Proprietary CLO analytics
CLO trades are informed by SIGNAL’s own analytical lens. The founders had grown frustrated with archaic CLO technology Intex used at DB. “We collaborated with a tech firm and some developers to build a proprietary system that enables faster reactions, providing one source of edge. This is especially helpful in Europe where large passive owners of CLOs are generally much slower movers, but occasionally become forced fire-sellers,” explains Waring. “We invested a lot of time and money in our proprietary platform, which is unique to us. We model and analyze cashflows in a specific way and do not think other firms are doing the same thing. “Our proprietary API-coded formulas create bespoke proprietary analytics on top of the basic package,” says Jain.

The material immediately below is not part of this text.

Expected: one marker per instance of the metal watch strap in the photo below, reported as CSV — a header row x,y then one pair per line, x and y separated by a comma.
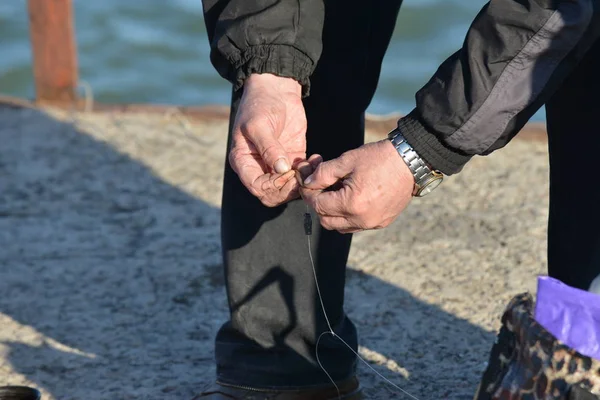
x,y
416,164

CLO restructurings, resets and refinancings
When dislocations create oversold situations, it is more worthwhile to quickly take advantage of valuations rather than spend time waiting to try and restructure a CLO. In calmer markets it can be worth trying to eke out extra value by tinkering with CLO structures. “Even after 2019, markets were calm 75% of the time so we looked at smaller issues, sought complexity premia, and did some CLO restructuring,” says Jain.
SIGNAL does not necessarily always have, or need, majority control of CLO equity to effect changes such as restructurings, resets or refinancings. “Our view is that investors will generally do what is economically rational. SIGNAL maintains good relationships with CLO managers, although collapsing a structure before the manager’s intended maturity date has occasionally been in the best interests of investors. SIGNAL does not want to compete for AUM by taking control of collateral to reissue it. “When we have collapsed CLOs, it is generally better to just sell into the market,” says Waring.

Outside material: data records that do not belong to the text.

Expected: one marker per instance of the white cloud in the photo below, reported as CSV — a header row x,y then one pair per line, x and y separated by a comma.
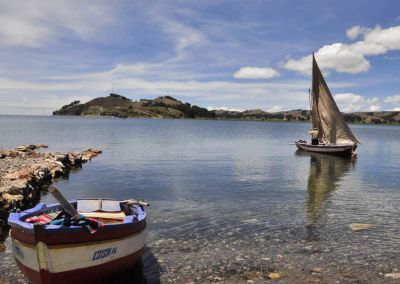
x,y
34,24
350,58
349,102
354,32
256,73
274,109
392,99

Two bank dislocations in 2023
Thematic dislocations can sometimes shift to banks. After Credit Suisse failed, AT1 CoCo paper sold off, and SIGNAL swiftly took advantage with two relatively conservative trades: senior debt of Credit Suisse before resolution, making a 1.3x multiple and 100% IRR over a few months, and AT1 claims after resolution, making a 2x multiple and above 100% IRR over about a year. These were short term trades and SIGNAL has not been involved in litigation or ICSID arbitration.
SIGNAL has also been active in the UK’s challenger bank, Metro Bank, buying senior non-preferred bank debt in October 2023 before the capital raise, adding to the position and selling in November 2024 for a 2x multiple and over 100% IRR.
Aviation dislocations from Covid and Boeing
“We look for thematic dislocations based on the supply of aircraft,” says Waring. Aviation paper has had two major dislocations over the past five years. Firstly, Covid provided an entry point for an American Airlines Enhanced Equipment Trust Certificate (EETC) in November 2020 around the vaccine news. Then Boeing’s supply chain and technical issues and crash created a good buying opportunity for junior aircraft ABS in 2023. Incidentally, aviation exposure explains most of the USD denominated breakout in the newsletter; there is no exposure to US CLOs, or single names.
ABS
In late 2025 Bank AT1s are an example of an asset class where spreads are tight, and SIGNAL is avoiding most ABS and RMBS for the same reason, simply because it does not meet their return targets. “CMBS has been an exception, but it has been hard to find the right opportunities,” says Waring.
Hedging and leverage
Shorts are mainly to protect capital rather than generate alpha. “We want to avoid anything that could cause a large drawdown, such as leveraged trading in tight spreads. We can hedge credit and interest rates against big tail risk moves, but may not be hedged all the time,” says Jain.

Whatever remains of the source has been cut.